リサイクル可能な地球に優しい装飾幕「ecocracy」は東京2020大会で競技会場やイベント会場、またその周辺を華やかに盛り上げる予定だったが、ほとんどの会場で無観客開催になったため、一部の会場で試験的に使用された。

装飾幕は通常塩化ビニルとポリエステルの複合素材で出来ていて、イベントが終わると廃棄されてしまうものだが、「ecocracy」はリサイクルすることができ、使用後は再資源化され公園のベンチや植木鉢などとして生まれ変わるという。

「東京2020オリンピックのトップパートナーであるダウ・ケミカル社と共同で開発しました。以前から取り引きはありましたが、大会に向け共同でマーケティング活動をする中で、持続可能性に配慮した大会を目指し、リサイクル可能な装飾幕をつくろうと決めました」(大川氏)

凸版印刷が考える東京2020大会のレガシーとは?


凸版印刷には約2万社の取引先がある。
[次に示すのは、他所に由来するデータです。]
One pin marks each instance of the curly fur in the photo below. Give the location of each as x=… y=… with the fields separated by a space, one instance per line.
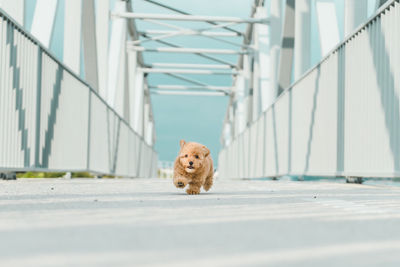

多種多様な業種に臨機応変に対応することで蓄積されたノウハウや時代を読む力が、まさに東京2020大会のテーマでもあり、時代を反映した「多様性や調和」「持続可能性」を可能にするサービスを誕生させた。

「東京2020は、ゴールではなくひとつのスタートになった」と大川氏は言う。レガシーとなるかどうかは、この先の自分たちの行動次第だと。

澤田氏もまた、「ダイバーシティの取り組みは終わりのない旅ですね」と語った。